Chris has a lot more experience than I have where it comes to the plating of metals. He may damned well correct some of the things I've stated. Both of us will learn something from him. 

Harold


----------



## nicknitro (Jun 10, 2009)

Harold,

Glad to hear from ya. I think you had better send Johnny some pics of your house before he comes up there. LOL

I was saying tested, sorry typo, it happens now and then as my computer gets slower. Harold, do you know of a good post that I could read up on for createing a silver cell? I reallize you have said that it is not a viable option for the materials I am refining, but it may be of some help when I decide to further refine. 

As for the cementing process, I know can see a dull gray precipitant forming on the undissolved rods. 

Most likely from leaving the heat on too long, as it is kinda stuck to the rods. I guess another nitric addition is in order.

Still no response as to wether AP would be a cheaper process with maybe an aerator.

Thanks all,
Nick


----------



## goldsilverpro (Jun 10, 2009)

nicknitro,

I guess I was confused. I thought you were totally dissolving the solder in nitric. If so, there would be no copper left to continually cement the silver.
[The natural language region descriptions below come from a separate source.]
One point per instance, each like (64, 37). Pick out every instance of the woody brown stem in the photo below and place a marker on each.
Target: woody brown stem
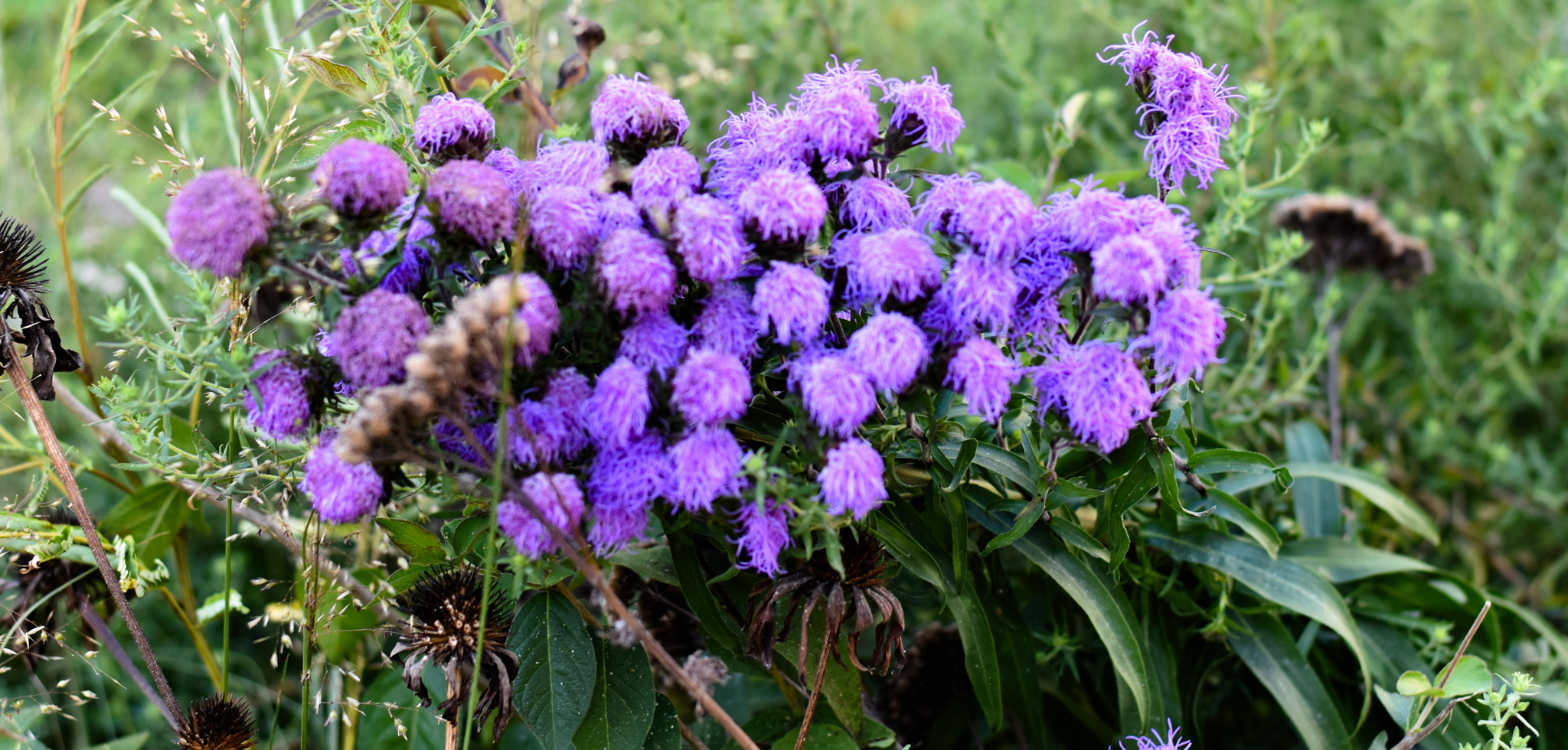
(57, 456)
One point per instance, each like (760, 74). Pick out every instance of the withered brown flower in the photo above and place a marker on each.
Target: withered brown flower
(444, 612)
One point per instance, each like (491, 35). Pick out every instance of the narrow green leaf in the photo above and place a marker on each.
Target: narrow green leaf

All the silver would be in solution and you could easily collect all of it. 

By only partially dissolving the alloy, I don't see what you have gained. It sounds like you now have a mix of undissolved solder that still contains silver and cemented silver, with no silver in solution. If you're going to use nitric, I would dissolve everything.

Harold is right. A silver cell won't help at all, unless you want to purify the silver that you've collected by cementation or other means. To use a silver cell, the break even point is to start with about 90% silver. Below that purity is a waste of time.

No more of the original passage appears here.